Youre right. Sounds like a big problem wont arise. Only thing that might be possible is that some people might download it and use the old blockchain as base to run the new client. They might send their coins to someone and he doesnt get it because the transaction is only on the wrong chain. Or he might send his coins from the old wallet to the new one. Which might mean having sent their real bitcoins to an address that doesnt have a corresponding on the real chain. Though it should be possible to import the keys from the altchain into the old chain

and get the coins back as long as the private keys system wasnt changed.

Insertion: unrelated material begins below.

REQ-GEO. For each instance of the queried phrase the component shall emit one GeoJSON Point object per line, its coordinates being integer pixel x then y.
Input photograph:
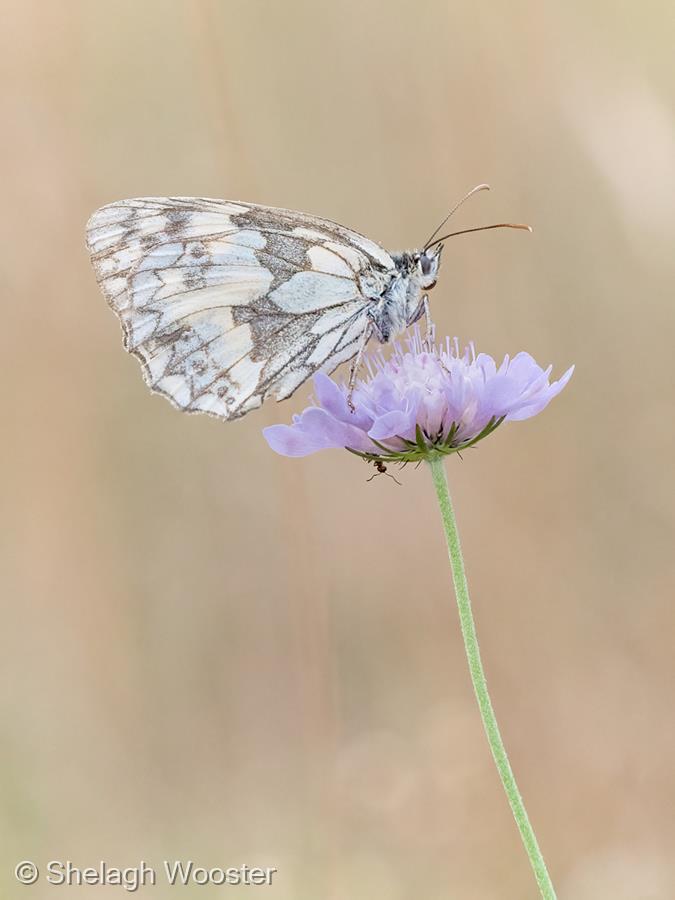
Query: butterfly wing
{"type": "Point", "coordinates": [226, 303]}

Does that sound right? If im right then this might mean some bad press or people complaining but youre right, it wont be the big problem most probably.
Let's say that someone holds a gun to Hearn's head (or Vladimir for Bitcoin Core for that matter) and makes them do a commit like "reject all blocks larger than 100KB". I think that a situation like this wouldn't last even 1 hr before alarms and the community went apeshit all over reddit, twitter and this forum, but let's say that it lasts for even 24 hours before someone figures it out. At that point, perhaps 1000 users download the client.
Any new users needing to download a new chain would basically get a broken client since they probably wouldn't be able to download any blocks past sometime in 2010 once larger blocks started happening.
Users who upgrade would get a huge warning on QT wallet (or in the logs for bitcoind) telling them they are diverged more than 3 blocks from the main chain. I don't think that they'd even be able to do a successful spend, since the client wouldn't be able to find other clients with a current block.
Again, it's not a zero concern problem it's just not a credible threat short of creating nasty code that does stuff like "send via FTP wallet.dat and keylog passwords to ftp.pwned.ru" - that's a risk that we all have to deal with and only run releases that have been vetted, signed and not released < 24 hours ago.